AΣFₓ = mg — the full weight acts along the slope
BΣFₓ = mg cos θ — the component of gravity perpendicular to the slope
CΣFₓ = mg sin θ — the component of gravity along the slope
DΣFₓ = N − mg — normal force minus total weight
When the x-axis is aligned along the slope, the gravitational force (pointing straight down) has two components: mg sin θ along the slope and mg cos θ perpendicular to the slope. Only mg sin θ appears in the x-equation: ΣFₓ = mg sin θ = maₓ, giving acceleration aₓ = g sin θ down the slope. The normal force N points perpendicular to the surface, so it appears only in the y-equation (where it balances mg cos θ). This is the payoff of smart axis choice: the y-equation immediately gives N = mg cos θ, and the x-equation gives the acceleration without solving a system.
Question 2 Multiple Choice
A car of mass m is accelerating horizontally on a flat road. What is the normal force from the road on the car?
AGreater than mg, because the engine exerts a downward force through the drivetrain
BLess than mg, because the car is moving and kinetic effects reduce the apparent weight
CEqual to mg, because vertical acceleration is zero: ΣFᵧ = N − mg = maᵧ = 0, so N = mg
DCannot be determined without knowing the car's speed or acceleration
The normal force is determined by the perpendicular force equation, independent of the horizontal motion. Since the car accelerates horizontally but not vertically, aᵧ = 0. Applying Newton's second law in the vertical direction: N − mg = 0, so N = mg. The horizontal acceleration is irrelevant to the vertical force balance. This shows why N = mg only holds when perpendicular acceleration is zero — on an incline, N = mg cos θ < mg; in an accelerating elevator, N ≠ mg. The formula N = mg is a consequence of zero vertical acceleration, not a general law.
Question 3 True / False
The direction of the net force on an object typically matches the direction of the object's velocity.
TTrue
FFalse
Answer: False
Net force determines the direction of acceleration, not velocity. A ball thrown upward has upward velocity but downward net force (gravity). A car braking while moving forward has forward velocity and backward net force. A planet in circular orbit has velocity tangent to the orbit but net force (gravity) pointing toward the center — perpendicular to velocity. Net force and velocity can point in the same direction, opposite directions, or at any angle. Confusing the direction of force with the direction of motion is one of the most common conceptual errors in introductory mechanics.
Question 4 True / False
On an inclined plane at angle θ, the normal force equals mg cos θ rather than mg, because it only needs to balance the component of gravity perpendicular to the surface.
TTrue
FFalse
Answer: True
Applying Newton's second law perpendicular to the incline: the block doesn't accelerate into or away from the surface, so ΣF_perp = N − mg cos θ = 0, giving N = mg cos θ. This is less than mg because gravity's full weight does not push directly into the surface — only its perpendicular component does. On flat ground θ = 0°, cos 0 = 1, and N = mg is recovered as a special case. This is why assuming N = mg on an incline leads to errors in friction calculations and in analyzing the block's motion.
Question 5 Short Answer
Why is the choice of coordinate axes so important when applying Newton's second law to an inclined plane, and what advantage does aligning the x-axis along the slope provide?

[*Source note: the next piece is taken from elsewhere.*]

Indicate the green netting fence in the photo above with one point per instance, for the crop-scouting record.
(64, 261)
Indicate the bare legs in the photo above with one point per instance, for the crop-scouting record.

Think about your answer, then reveal below.
Model answer: Newton's second law must be applied component-by-component, so the axes determine how forces are decomposed. With horizontal/vertical axes, both the normal force and gravity have components in each direction, and the equations for x and y are coupled — you must solve them together as a system. Aligning the x-axis along the slope decouples the problem: the normal force lies entirely along the y-axis (perpendicular to slope), and the y-equation immediately gives N = mg cos θ. Gravity's component along the slope (mg sin θ) appears only in the x-equation, giving acceleration directly without simultaneous equations. The general principle is to align one axis with the direction of acceleration — this isolates the dynamics in one equation and the constraint forces in the other.
Smart axis choice doesn't change the physics, but it can eliminate an entire equation from the problem. This is why the methodology step 'choose axes' is not optional — a poor choice multiplies the algebra needed.